Before you get advice, it helps to prepare:
- Your website or app flows (screenshots are fine)
- Your pricing and subscription settings
- Your marketing claims (ads, landing pages, email sequences)
- Your onboarding and customer support process
- The main third parties you use (payment processors, CRMs, analytics tools)
This helps regulatory lawyers give advice that matches how you operate - not a generic checklist.
Prioritise The Biggest Risks First
You don’t need to perfect every policy on day one. Instead, focus on the areas most likely to cause real harm if they go wrong, such as:
- misleading advertising claims
- unfair contract terms in customer agreements
- inadequate privacy disclosures
- licensing or registration gaps
- employee/contractor misclassification
Once those foundations are solid, you can refine and expand your compliance system as your business grows.
Document Decisions And Build Repeatable Processes
Compliance isn’t just about what your website says - it’s also about internal processes that your team can follow.
Regulatory lawyers can help create practical documentation, such as:
- internal compliance checklists for marketing approvals
- customer complaint handling procedures
- incident reporting steps
- templates for responding to regulatory queries
This means you’re less reliant on ad-hoc decision making as you scale.
Use The Right Type Of Legal Support
Not every issue requires a full regulatory program. Sometimes you just need a targeted review, a short advice memo, or help with a specific document.
If you’re unsure what level of support fits, starting with a scoped consultation can help you identify what to fix now, what can wait, and what you can handle internally.
Where it makes sense, you can also work with a broader regulatory team for ongoing needs through a regulatory compliance lawyer.
Key Takeaways
- Regulatory lawyers can help you understand and meet the rules that apply to your business model, industry, marketing, data handling, and customer practices.
- You may need regulatory advice earlier than expected if you’re in a regulated industry, collecting customer data, making strong advertising claims, or scaling quickly.

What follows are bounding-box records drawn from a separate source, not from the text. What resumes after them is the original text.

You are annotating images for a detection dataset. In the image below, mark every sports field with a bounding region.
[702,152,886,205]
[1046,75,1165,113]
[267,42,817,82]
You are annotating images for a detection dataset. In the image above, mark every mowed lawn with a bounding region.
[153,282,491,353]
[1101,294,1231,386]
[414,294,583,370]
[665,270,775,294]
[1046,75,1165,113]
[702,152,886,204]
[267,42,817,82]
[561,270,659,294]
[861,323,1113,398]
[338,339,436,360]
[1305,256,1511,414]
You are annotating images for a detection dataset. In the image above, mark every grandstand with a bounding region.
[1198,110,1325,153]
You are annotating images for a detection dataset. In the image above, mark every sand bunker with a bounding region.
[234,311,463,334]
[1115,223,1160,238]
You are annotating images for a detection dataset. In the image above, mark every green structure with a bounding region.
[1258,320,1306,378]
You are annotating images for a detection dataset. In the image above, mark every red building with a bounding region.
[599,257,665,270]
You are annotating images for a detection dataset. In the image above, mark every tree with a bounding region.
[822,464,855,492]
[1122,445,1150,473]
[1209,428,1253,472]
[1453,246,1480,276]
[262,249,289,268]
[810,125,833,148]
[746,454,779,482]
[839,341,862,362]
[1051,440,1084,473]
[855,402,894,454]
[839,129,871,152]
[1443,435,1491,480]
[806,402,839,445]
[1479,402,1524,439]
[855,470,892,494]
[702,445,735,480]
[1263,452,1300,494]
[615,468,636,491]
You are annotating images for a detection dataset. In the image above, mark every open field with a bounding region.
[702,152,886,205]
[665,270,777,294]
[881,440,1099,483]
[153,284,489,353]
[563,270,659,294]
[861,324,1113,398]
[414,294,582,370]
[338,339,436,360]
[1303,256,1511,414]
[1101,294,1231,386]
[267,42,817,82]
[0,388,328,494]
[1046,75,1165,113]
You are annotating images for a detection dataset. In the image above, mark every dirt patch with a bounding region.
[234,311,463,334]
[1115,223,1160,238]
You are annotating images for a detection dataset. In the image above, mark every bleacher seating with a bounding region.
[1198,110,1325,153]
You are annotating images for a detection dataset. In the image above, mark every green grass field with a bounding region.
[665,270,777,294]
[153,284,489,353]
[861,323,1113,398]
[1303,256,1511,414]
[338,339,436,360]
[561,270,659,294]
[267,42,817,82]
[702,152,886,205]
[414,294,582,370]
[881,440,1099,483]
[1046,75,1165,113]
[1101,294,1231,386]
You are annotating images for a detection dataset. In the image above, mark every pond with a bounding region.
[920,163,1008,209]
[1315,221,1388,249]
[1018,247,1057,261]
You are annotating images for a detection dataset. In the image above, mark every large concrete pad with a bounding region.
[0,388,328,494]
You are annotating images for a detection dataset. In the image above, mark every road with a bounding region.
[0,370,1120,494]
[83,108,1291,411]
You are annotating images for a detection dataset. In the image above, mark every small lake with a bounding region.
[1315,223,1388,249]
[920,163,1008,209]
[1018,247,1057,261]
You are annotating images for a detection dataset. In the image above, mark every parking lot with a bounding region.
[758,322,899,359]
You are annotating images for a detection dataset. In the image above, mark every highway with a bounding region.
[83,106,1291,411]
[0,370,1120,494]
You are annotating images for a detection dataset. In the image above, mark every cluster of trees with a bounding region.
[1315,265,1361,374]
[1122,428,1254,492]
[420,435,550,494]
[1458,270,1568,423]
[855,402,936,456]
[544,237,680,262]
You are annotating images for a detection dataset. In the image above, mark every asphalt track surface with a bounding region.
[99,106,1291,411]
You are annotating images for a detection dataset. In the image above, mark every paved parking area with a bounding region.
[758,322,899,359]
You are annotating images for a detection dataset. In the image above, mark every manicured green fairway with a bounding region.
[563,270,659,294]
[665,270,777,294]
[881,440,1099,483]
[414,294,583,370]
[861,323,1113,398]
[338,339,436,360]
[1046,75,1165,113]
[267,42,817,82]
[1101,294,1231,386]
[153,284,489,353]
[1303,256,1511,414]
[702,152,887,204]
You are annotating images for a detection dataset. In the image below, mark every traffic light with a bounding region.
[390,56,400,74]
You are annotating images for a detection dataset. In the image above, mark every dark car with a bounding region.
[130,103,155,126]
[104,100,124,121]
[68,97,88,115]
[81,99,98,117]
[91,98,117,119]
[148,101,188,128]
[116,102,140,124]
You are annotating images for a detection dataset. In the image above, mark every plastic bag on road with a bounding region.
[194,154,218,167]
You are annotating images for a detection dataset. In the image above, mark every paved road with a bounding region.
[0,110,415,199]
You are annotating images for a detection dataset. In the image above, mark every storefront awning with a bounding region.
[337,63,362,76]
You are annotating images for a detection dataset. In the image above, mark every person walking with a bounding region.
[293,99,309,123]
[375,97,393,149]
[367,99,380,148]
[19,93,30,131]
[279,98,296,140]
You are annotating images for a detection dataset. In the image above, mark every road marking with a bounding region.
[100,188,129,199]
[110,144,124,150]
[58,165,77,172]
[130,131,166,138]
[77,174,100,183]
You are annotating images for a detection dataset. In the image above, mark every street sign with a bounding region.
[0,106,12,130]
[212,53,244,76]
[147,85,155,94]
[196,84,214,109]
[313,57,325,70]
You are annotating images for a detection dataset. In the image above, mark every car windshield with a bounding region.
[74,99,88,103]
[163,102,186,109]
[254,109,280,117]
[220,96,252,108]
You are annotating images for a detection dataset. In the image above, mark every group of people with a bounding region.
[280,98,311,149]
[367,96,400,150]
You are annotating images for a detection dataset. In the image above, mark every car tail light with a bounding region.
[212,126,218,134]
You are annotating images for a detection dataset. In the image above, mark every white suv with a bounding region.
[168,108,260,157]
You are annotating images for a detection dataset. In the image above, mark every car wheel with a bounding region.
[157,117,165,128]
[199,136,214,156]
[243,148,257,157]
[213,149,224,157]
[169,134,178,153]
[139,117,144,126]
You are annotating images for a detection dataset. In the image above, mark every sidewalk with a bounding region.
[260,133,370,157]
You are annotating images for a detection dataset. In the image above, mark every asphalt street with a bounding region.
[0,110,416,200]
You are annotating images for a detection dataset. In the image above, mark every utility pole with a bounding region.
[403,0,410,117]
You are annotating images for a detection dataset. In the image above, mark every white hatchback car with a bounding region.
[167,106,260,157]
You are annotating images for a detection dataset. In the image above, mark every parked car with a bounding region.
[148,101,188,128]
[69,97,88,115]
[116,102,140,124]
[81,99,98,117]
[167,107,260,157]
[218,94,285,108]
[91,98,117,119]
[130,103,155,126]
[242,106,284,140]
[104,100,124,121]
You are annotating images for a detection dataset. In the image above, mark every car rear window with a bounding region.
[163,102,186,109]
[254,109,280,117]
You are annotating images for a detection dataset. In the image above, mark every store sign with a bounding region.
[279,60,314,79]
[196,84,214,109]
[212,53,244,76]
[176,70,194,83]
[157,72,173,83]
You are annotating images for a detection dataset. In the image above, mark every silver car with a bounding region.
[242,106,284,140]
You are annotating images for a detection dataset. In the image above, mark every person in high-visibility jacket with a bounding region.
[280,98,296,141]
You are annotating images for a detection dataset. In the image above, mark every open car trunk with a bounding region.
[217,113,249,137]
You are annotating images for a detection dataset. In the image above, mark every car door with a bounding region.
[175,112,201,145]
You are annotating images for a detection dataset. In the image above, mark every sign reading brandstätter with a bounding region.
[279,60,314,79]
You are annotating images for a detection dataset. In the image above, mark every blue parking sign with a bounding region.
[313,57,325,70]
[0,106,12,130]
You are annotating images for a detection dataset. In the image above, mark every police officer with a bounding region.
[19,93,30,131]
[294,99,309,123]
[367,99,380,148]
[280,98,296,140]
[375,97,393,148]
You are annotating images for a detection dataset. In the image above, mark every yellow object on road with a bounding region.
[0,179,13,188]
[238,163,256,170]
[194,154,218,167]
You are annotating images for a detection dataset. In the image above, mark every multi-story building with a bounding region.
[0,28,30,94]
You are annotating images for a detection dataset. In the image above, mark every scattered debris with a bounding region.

- Common startup compliance hotspots include Australian Consumer Law (ACL), privacy obligations (where applicable), employment compliance, and licensing or reporting requirements.
- The best time to involve regulatory lawyers is often before launch (for high-risk models), during scaling, and before fundraising or major partnerships.
- Regulatory support doesn’t need to slow you down - when done well, it creates repeatable processes that make growth smoother and reduce expensive rework.
Disclaimer: This article provides general information only and does not constitute legal advice. For advice tailored to your circumstances, you should speak to a qualified lawyer.